What follows is from a letter sent to the City Council on May 20, 2024.

A solution that would help

Using only “track changes” to indicate changes on these documents is completely insufficient.
  • The standard procedure is to have the person who is making changes to a document / information to also notate that change on a separate list — independent of the document. This list will have every change that is made, no matter how small (i.e. including typographical errors). This list is kept in consecutive date order. 
  • This is absolutely standard for architects, engineers, planners, scientists, publishers, software programmers, etc etc.
    In the “real” world, a person who refused to abide by this would be fired — on the first day.
  • It should not be necessary for a reader — Councilmember,  Commissioner, public — to scroll through these documents to look for what was changed. Further, if something is marked as changed, we don’t know if it is a recent change or an older change. To this point there have been changes that are not shown as track-changes. That makes the full document suspect. A list of all changes is mandatory to keep things straight.
  • A defined color-code needs to be determined and used. At this point, I have seen changes to the documents in red, blue, purple, and green. Back when the Commission was doing its “Framework” discussions, there were other colors too (some of them causing the words to become unreadable). When the Committees were providing input, there was a color-coding arrangement for that. But all that is over. An explanation of what the colors mean now is needed.
  • The information on this Change List would include at a minimum:
    • Name of the person making the change. Date that the change is noted.
    • Date that the change is incorporated into the document.
    • Short description or summary.
    • The document name, version (plus, in our cases, the last PDF date).
    • The chapter, page number and PDF page number.
    • Staff recommendation.
    • The body and the date the decision was made. (Ex:  CC 5/15/2024)
    • The decision straw vote, if applicable.
    • Council discussion and decision.
    • Notes, if applicable.
    • Important: If a change was discussed and not made, a summation of the reasoning behind not making the change.
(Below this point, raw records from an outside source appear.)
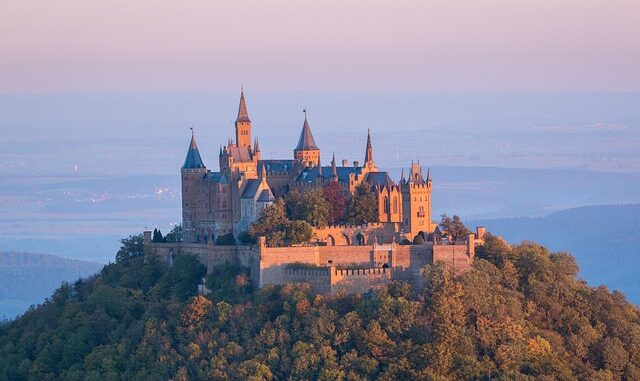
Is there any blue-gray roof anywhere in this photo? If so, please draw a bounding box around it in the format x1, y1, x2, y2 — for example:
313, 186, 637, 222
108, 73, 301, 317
204, 172, 229, 184
241, 179, 260, 198
258, 189, 276, 202
258, 159, 295, 172
182, 134, 205, 169
296, 166, 362, 182
366, 172, 394, 188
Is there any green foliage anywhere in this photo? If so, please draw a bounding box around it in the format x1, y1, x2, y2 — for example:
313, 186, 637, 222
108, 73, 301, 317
254, 199, 313, 246
238, 230, 256, 245
440, 214, 471, 244
151, 229, 166, 243
0, 236, 640, 381
156, 254, 207, 300
322, 181, 347, 225
216, 233, 236, 246
164, 225, 182, 243
347, 182, 378, 225
116, 234, 144, 262
285, 188, 330, 228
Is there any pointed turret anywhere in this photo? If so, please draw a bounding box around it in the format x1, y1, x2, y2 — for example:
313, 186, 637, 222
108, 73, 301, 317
296, 111, 320, 151
236, 88, 251, 123
331, 152, 338, 178
293, 109, 320, 165
182, 128, 205, 169
364, 129, 378, 171
236, 88, 251, 148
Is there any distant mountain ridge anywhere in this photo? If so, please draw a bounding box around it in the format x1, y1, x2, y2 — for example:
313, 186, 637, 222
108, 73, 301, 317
0, 252, 103, 319
467, 204, 640, 304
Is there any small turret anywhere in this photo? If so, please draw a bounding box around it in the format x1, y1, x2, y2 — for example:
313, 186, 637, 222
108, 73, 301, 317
293, 109, 320, 165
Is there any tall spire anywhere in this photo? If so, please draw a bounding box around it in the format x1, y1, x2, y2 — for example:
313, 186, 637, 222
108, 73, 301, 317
364, 129, 373, 165
331, 152, 338, 177
182, 127, 205, 169
236, 86, 251, 123
296, 109, 320, 151
260, 163, 267, 182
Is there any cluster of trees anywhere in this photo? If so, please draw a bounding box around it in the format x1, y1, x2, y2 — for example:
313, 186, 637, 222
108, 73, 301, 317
0, 230, 640, 380
238, 182, 378, 246
151, 225, 182, 243
285, 182, 378, 228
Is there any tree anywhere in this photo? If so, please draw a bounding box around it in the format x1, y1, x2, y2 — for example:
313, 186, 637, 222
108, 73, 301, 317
116, 234, 144, 262
249, 198, 289, 246
322, 181, 347, 225
440, 214, 471, 245
216, 233, 236, 246
164, 224, 182, 243
158, 254, 207, 300
347, 182, 378, 225
285, 188, 330, 228
286, 221, 313, 245
151, 229, 165, 243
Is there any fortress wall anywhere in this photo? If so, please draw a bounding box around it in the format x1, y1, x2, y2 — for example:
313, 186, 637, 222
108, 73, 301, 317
433, 245, 473, 274
283, 268, 331, 294
258, 246, 319, 287
394, 242, 433, 268
318, 245, 372, 266
313, 222, 399, 246
331, 268, 393, 294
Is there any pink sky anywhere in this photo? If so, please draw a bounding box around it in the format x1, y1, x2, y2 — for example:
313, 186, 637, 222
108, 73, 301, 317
0, 0, 640, 93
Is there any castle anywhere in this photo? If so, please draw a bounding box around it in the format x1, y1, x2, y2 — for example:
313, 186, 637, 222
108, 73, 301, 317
145, 91, 484, 293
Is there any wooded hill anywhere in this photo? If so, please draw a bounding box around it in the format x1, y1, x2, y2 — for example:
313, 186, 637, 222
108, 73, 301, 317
0, 236, 640, 380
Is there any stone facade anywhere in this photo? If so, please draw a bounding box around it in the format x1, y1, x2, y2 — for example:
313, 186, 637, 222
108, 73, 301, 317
181, 92, 435, 245
145, 228, 484, 293
152, 92, 484, 293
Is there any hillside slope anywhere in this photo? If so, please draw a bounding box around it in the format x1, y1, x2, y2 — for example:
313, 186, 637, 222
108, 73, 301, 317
468, 204, 640, 304
0, 252, 102, 319
0, 236, 640, 381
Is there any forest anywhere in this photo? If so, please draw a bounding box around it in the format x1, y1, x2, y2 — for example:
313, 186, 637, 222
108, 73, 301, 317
0, 235, 640, 381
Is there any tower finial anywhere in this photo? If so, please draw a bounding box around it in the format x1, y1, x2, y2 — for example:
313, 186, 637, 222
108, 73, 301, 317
331, 152, 338, 178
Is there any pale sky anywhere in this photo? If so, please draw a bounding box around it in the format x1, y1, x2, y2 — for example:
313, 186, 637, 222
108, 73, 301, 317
0, 0, 640, 93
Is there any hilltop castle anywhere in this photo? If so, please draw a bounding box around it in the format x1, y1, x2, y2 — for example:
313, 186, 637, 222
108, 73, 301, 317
144, 92, 484, 293
181, 92, 436, 245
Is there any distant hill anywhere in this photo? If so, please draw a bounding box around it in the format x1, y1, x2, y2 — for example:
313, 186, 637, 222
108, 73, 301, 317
467, 204, 640, 304
0, 237, 640, 381
0, 252, 103, 319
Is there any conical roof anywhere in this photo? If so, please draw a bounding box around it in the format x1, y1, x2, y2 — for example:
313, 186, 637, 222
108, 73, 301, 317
296, 113, 320, 151
236, 90, 251, 123
182, 132, 205, 169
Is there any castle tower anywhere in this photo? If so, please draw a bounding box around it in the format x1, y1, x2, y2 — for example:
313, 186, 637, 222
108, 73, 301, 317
400, 162, 436, 239
363, 130, 378, 172
236, 89, 251, 147
180, 129, 207, 242
293, 110, 320, 166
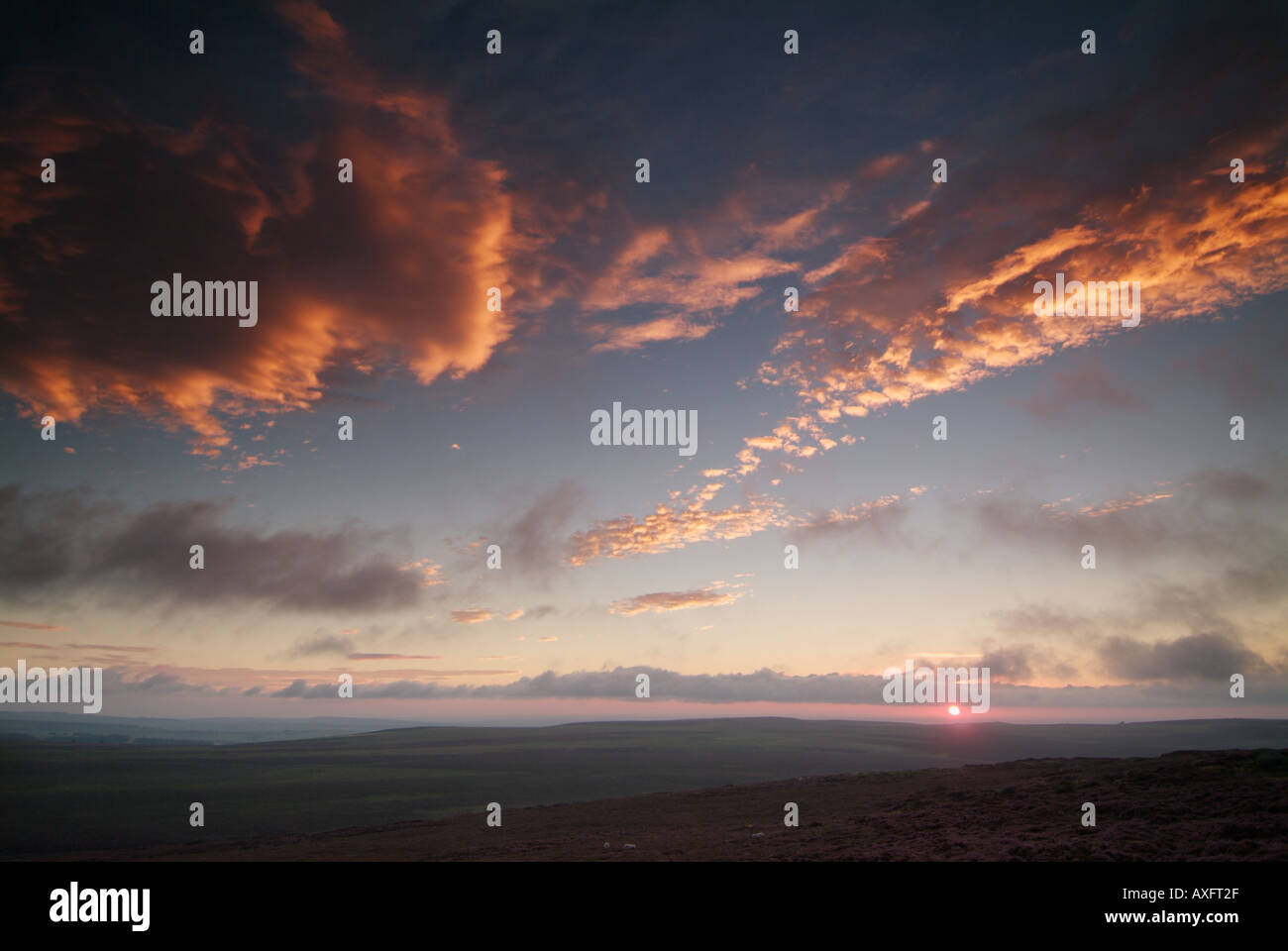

“Tracked Change” documents by themselves are inadequate

At this stage in the evaluation of the General Plan, Gateway Area Plan, and Gateway Code documents, the manner in which changes and decisions were tracked (and not tracked) is even more inadequate — and wrong.
 
There needs to be one version as a starting point. All changes are made to that version. The Change List assists the reader with understanding what has been changed and what has been scheduled to have been changed.

I suggest that the “May 14 – Approved” General Plan be the starting point. That is what the Planning Commission recommended for review by the Council. All changes from that point need to be on the Change List.

In addition, changes that were included in the “May 14 – Approved” version may need to be substantiated. This information would go on a separate Change List. The Director may be asked to determine the date of the decision. It is my belief that there are many changes that were not discussed by the Planning Commission, and which they may have no idea that they are in the document they approved.

The day following the Council’s May 15, 2024, meeting the Director provided a new version of the General Plan. This one has “as amended by City Council May 15, 2024” on the cover. There were three versions of the General Plan presented in three days. This is ridiculous and must stop. There should not be a new version each time several items are altered.